4 or 5" of travel (extra rocker), Talas 36, Hope 6 piston brakes, it's bad ass
SS couplers allows it to be taken down quickly
I still can't believe it all fit in 2 boxes!
took less than 45 minutes the first time...
this was my final bike with the shop, quite a way to finish off!
Cody and Josh shown in the pix

http://img359.imageshack.us/slideshow/player.php?id=img359/1126/1217114195r33.smil


----------



## Devine Intervention (Aug 29, 2005)

*Awesome Bike!*

What has been the experience with Fox forks on a tandem? Which model and what springs were used in this application?

I haven't seen any recommendations for this application, but would love a TALAS type set-up for my Cannondale


----------



## Speedub.Nate (Dec 31, 2003)

Charles, that's incredible. Neat slideshow, too.

To what extent do the brakes and deraileurs have to be diassembled to make this all happen? It's not clear in the photos, and I'd like to see what you did with the hydro line.

http://img359.imageshack.us/slideshow/smilplayer.swf

ImageShack®

It appears I haven't been keeping up with my Austin Daily News; this is the first I've heard that you're leaving your shop! I don't know whether congratulations or condolances are in order, but can we assume you'll remain active on MTBR?


----------



## D.F.L. (Jan 3, 2004)

Cody,

Since when does Ventana make anything out of steel? Is this a one-off or are they coming to their senses? ; )


----------



## hammerheadbikes (Jan 9, 2004)

Hey Steve,
this is Charles...
this is the only steel frame I am aware of he does..

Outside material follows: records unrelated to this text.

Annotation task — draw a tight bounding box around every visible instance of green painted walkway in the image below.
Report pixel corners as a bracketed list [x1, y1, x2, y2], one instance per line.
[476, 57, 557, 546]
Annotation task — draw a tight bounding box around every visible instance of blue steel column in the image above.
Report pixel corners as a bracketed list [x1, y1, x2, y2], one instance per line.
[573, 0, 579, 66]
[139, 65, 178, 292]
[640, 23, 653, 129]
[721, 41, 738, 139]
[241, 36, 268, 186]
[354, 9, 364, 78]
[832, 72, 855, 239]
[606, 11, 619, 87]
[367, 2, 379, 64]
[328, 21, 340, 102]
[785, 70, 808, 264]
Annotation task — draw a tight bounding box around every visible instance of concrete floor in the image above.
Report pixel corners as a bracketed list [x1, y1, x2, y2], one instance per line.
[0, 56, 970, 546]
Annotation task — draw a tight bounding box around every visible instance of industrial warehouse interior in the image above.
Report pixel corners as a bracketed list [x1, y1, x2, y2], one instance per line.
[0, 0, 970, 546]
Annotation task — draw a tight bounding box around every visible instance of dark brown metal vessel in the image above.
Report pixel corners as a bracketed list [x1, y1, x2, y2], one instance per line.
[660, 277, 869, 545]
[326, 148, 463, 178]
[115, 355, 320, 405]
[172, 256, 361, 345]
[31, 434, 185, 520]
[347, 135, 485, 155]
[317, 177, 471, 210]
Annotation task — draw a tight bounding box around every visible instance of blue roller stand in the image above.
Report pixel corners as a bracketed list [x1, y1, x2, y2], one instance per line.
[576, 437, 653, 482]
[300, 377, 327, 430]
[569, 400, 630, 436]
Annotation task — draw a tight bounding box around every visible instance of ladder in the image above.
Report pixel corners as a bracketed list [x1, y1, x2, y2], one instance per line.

how's life treating ya man?


----------



## DaleTR (Apr 6, 2007)

*Fox Fork*

Friend has been riding a Talas 36 on his Ventana all year. He loves it. I've ridden it, and it works VERY well, quite stiff & tracks really well. (He changed from a White Bros Dual crown 100 MM to the Fox, and it made the Ventana into a new bike...)

Have a '09 Talas 36 on Order now for our Ellsworth, replacing my Pike 454. Only "issue" is the crown height is taller on the Fox, raises the front end a bit more than the Pike. I can't wait to get it out.


----------